Weve received regulatory clearance from the EU in September this year following a year-long application process by EE, O2 and Vodafone. See box below for a timeline of Weve’s development.

The joint venture is now headed up by former Hearst Digital managing director and founder of MyShowcase.com Nancy Cruickshank and has since been working on technical issues such as aligning the geo-targeting capabilities of the O2 and EE offering.

Weve representatives are now briefing media planning agencies as to their commercial proposition highlighting both its mobile messaging opportunities and a “digital wallet” offering soon to follow according to several sources contacted by Marketing Week.

James Chandler, head of mobile at Mindshare, says: “The fundamentals of the offering sound good. Part of the appeal is that the geo-location part will help tie on- and offline.”

Although Mindshare has yet to book any campaigns for its clients, among whom include Argos, Land Rover and Unilever, on the Weve platform, Chandler adds: “We’ll have committed money to it by the end of the year.”

Meanwhile, Kimberly Armiger, an account director at mobile specialist agency Fetch, whose clients include Debenhams and eBay, says: “The key thing is the volume. O2 More had been the front-runner for messaging based SMS and produced some strong results for our clients.

“What Weve will do is open this up to the kind of people we haven’t been able to target before. For instance, Vodafone has a lot of enterprise customers and with Weve, now we’ll be able to target them.”

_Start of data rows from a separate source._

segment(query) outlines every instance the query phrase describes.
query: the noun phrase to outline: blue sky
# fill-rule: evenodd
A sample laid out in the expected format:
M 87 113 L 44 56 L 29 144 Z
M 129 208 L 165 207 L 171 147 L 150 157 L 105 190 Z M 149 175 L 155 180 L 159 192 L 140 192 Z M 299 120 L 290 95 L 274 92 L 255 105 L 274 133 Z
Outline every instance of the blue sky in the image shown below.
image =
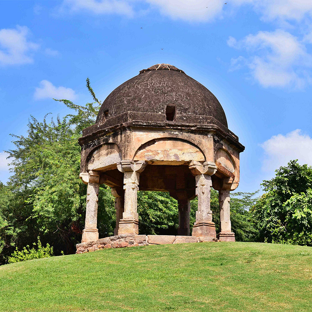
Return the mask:
M 312 2 L 0 2 L 0 180 L 10 134 L 25 134 L 31 115 L 68 112 L 52 97 L 90 101 L 89 77 L 103 100 L 159 63 L 221 103 L 246 147 L 237 191 L 258 189 L 291 159 L 312 165 Z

Weve is also to be developing mobile payments options to accommodate the roll out of its planned mobile wallet offerings although little information about this is being shared publicly according to sources.

Weve timeline

June 2011

Everything Everywhere (EE), Vodafone and Telefónica UK (O2) announce plans to create a joint venture offering mobile marketing and payments services vowing to help create standards for both services. Three, the UK’s smallest operator hits out at not being invited to participate.

September 2011

Three urges regulators to block the joint venture, popularly knows as “Project Oscar”, citing it as potentially curbing competition in the UK market after its three stakeholders apply to the European Commission (EC) for regulatory clearance.

September/October 2012

EC grants “Project Oscar” unconditional clearance and a month later the stakeholders unveil the company’s Weve brand, with Nancy Cruickshank at the helm, promising to offer marketers a “single, consolidated customer base” to run mobile marketing campaigns.

Ronan Shields

VIEWPOINT: Ronan Shields

What’s key for Weve’s offering to stand out in the mobile advertising market is to gain scale and it’s clear the shareholders have got off to a good start in its roll out of messaging-based marketing.

However, where it will struggle to differentiate itself is in the mobile display advertising market, either on the mobile web or in-app, where the likes of Apple and Google are embedded as clear market leaders.